Wednesday, April 17, 2013

Jason - Month 20

You know, I am always reading about other wounded warrior wives, and how involved they are, and I often wonder if I should be like that too. It's not really my personality, but then, who really wants to be their spouses mother? And what spouse wants them to be?

But I'm starting to wonder if I need to throw myself in to it. I wanted so badly to go back to normal, and we really have almost gotten back there. I must be fooling myself. We'll never be normal again. But, I work 60 hours a pay period, and he goes to school part time. It really is quite perfect. We have a routine. Except that he needs that surgery. And now with all the Tricare switching to United Health Care or whatever it is, it's a big mess. Am I supposed to be calling them and making sure they're covering this stuff? At Walter Reed we didn't have to worry about anything. Oh, how I miss that! I don't know the first thing about dealing with insurance companies, except that I refuse to call them if at all possible. Obviously we're going out of network for this surgery and as Jason is quickly learning, dealing with civilian providers is not all it's cracked up to be. I guess since he's only known the military health system his whole life, he doesn't have a good appreciation for it. I do. I know that waiting 30-45 minutes in the doctors office waiting room is pretty normal. I know that once you get in to a room, it still means you will have to wait another 30 minutes. I also know that civilian doctors are horrible about communicating with one another. And that we will likely have to follow up over and over and over again until we get what we need. Jason doesn't quite understand all this.

(side note)
When we went to Denver to see this specialist again, we get there 45 minutes early (which was a compromise since he wanted to get there 2 HOURS ahead of time...) and the receptionist tells us "We're running about an hour behind because we had a fire drill..." great. How do we entertain a toddler for that much longer in this cramped space where everyone has a broken leg and we need to keep him from touching them all?! It was hot, and miserable, and Cooper was so done by the time the PA came in to answer our questions. The PA. Not the surgeon. I was so irritated. Then they get there and make it seem like this surgery is no big deal and everything will be fine, and I've all but lost my train of thought and cannot remember any of the questions I wanted to ask because I did not listen to my mother and write down a list of the questions beforehand.
(end of side note)

Nevertheless, they make it sound like this will be a walk in the pun intended...and everything will likely turn out fine. But we can't help but worry. I'm probably worrying profusely, while he worries a couple times a day, but that's just the difference between he and I. I worry when I go to bed at night, and when I wake up in the morning. I worry during my work days, and during my off days. I worry I worry that his immune system isn't strong enough. That they'll open his leg up and cut off that bone and stir up something nasty and he'll loose more of his leg. I worry that he'll end up loosing his knee because the infection will spread. I worry that he won't even come out of the operating room because I've seen too many episodes of Grey's Anatomy where all kinds of weird and uncommon shit happens. I worry that he won't have enough antibiotics on board and he'll get an infection after we're already home, 2 hours away from the hospital. I mean he just got his wisdom teeth out and got an infection. It seems like he's always sick. I worry that it won't help his pain. I worry that he'll struggle with nerve pains again. I worry that it will make his pain worse, and then I'll take full responsibility because I'll feel like it's my fault for getting the ball rolling and scheduling it in the first place.
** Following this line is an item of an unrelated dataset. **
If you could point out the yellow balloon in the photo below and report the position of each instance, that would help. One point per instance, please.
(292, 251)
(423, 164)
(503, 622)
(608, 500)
And it happens to be his twentieth month out from injury. The same month that the gentleman from Walter Reed died in after his injury. Now, every morning, and sometimes in the middle of the night, I wake up and make sure he's still breathing. Or make him call me or text me so I know he's ok.
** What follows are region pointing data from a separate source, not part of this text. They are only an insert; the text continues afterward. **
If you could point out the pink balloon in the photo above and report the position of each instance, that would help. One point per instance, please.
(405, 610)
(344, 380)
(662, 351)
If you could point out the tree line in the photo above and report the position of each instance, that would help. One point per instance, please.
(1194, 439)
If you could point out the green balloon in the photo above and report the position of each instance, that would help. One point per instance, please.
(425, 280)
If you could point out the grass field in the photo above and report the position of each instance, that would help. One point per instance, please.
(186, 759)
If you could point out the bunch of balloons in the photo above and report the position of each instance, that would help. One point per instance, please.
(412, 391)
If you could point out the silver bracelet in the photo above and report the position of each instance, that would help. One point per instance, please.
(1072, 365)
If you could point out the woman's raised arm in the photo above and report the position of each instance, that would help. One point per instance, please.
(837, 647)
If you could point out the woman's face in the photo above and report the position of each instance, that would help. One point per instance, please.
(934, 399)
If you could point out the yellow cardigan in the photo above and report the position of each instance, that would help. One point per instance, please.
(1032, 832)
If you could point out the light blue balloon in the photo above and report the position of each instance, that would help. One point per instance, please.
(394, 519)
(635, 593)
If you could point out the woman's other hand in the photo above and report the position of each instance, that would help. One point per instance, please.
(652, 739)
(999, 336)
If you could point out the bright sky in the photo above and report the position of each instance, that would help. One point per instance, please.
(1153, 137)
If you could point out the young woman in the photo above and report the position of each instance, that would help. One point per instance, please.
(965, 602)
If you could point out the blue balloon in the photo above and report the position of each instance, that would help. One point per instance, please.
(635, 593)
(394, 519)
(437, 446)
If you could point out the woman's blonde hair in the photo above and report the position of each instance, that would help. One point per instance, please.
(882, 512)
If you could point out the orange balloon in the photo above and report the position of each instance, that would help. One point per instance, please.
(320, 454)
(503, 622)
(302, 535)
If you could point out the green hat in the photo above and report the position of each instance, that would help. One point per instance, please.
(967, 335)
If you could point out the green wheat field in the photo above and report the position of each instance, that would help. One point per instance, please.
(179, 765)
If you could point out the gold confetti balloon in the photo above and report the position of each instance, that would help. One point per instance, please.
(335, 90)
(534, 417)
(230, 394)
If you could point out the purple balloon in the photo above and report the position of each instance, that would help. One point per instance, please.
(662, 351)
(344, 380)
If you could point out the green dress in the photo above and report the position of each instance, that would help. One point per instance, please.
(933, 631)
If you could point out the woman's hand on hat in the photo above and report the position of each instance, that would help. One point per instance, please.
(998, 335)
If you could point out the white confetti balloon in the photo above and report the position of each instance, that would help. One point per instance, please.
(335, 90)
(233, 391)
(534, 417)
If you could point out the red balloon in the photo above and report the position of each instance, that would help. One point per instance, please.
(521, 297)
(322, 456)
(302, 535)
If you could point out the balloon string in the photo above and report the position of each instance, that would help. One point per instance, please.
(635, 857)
I know that mentality doesn't help, and I'm trying to change my mindset because that will just drive a person crazy. And the whole reason for all this worrying is that we planned this surgery. We have a date, and it's over a month away still. But we have all this time to sit here and think about every single what if. The last time we were in this situation we didn't have time to think about the what ifs. I was still in survival mode. The thought "What if he gets an infection and looses his entire leg?" NEVER crossed my mind. Seriously. All I could think about was "When is the next surgery? What are they going to do? What is the plan? What are all his medications and when does he take them? Is his pain controlled?..." It was a surgery every other day for a couple weeks, and it was routine. He got to the point of enjoying being put under.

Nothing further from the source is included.